In Thailand, we met Bob who claimed to be an anthropologist, although my father believed he was CIA.

We met a MAAG couple, who were alcoholics and tended to drive through shut gates which upset the local police. He upset me by calling me “button-nose”.

But vastly the majority of Americans I knew as a child were wonderful, fun people.

Those were the people I had in mind that day, looking up at the eagle in Grosvenor Square.

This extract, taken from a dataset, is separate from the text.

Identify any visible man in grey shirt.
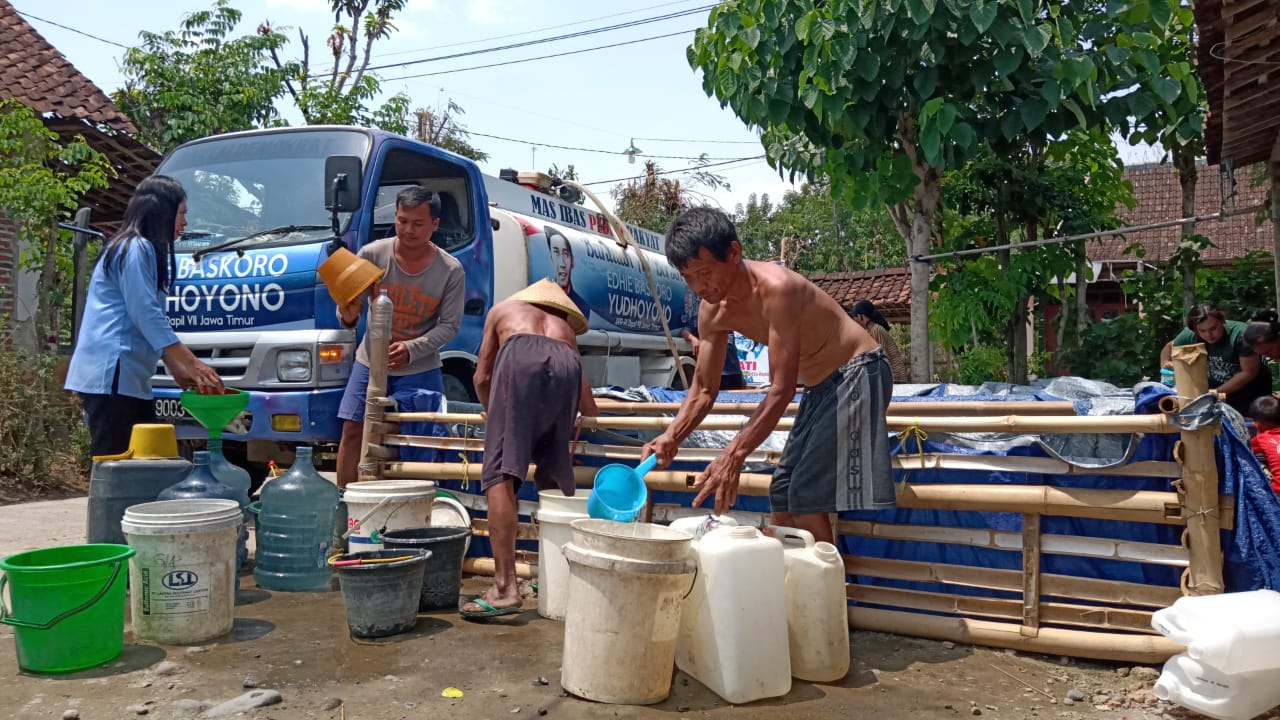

It isn’t there anymore. The Embassy moved in 2018.

.

(Helen was English. Her husband had died on the Burma Railway)

8 thoughts on “Interviews

  1. What an interesting post, Carolyn! I had to laugh at the questions you were asked, and sixteen!
    Good that your life is sorted out so well, and you have a bright future ahead. Thank you for the beautiful pictures!

    Joanna

  2. When I was an EMT in London, I attended calls to the US Embassy on several occasions. The first time inside, I was surprised to discover they had a ‘mini-hospital’ in the building. It was well-equipped, and staffed by medical professionals. So most of the calls were to take pregnant women to give birth in a major hospital where they had facilities for newborn babies. I found the staff at the Embassy to be very polite, but rather uptight and dramatic, by English standards. (It was in there that I first heard the expression ‘Stat’ to indicate hurry up.)
    My only previous experience of the embassy had been as part of a protest against the Vietnam War as a teenager, when I was outside the building carrying a Vietcong flag!
    Best wishes, Pete.

  3. Reading your stories from your childhood is like sitting with a great book and only being allowed to read one chapter at a time … I can’t wait for the next chapter! My opinion of Americans were that they are loud and only care for themselves, until we walked the Camino in Spain and met Carl from Maryland … he’s the finest gentleman I’ve ever met! And I never thought I’d say that about an American!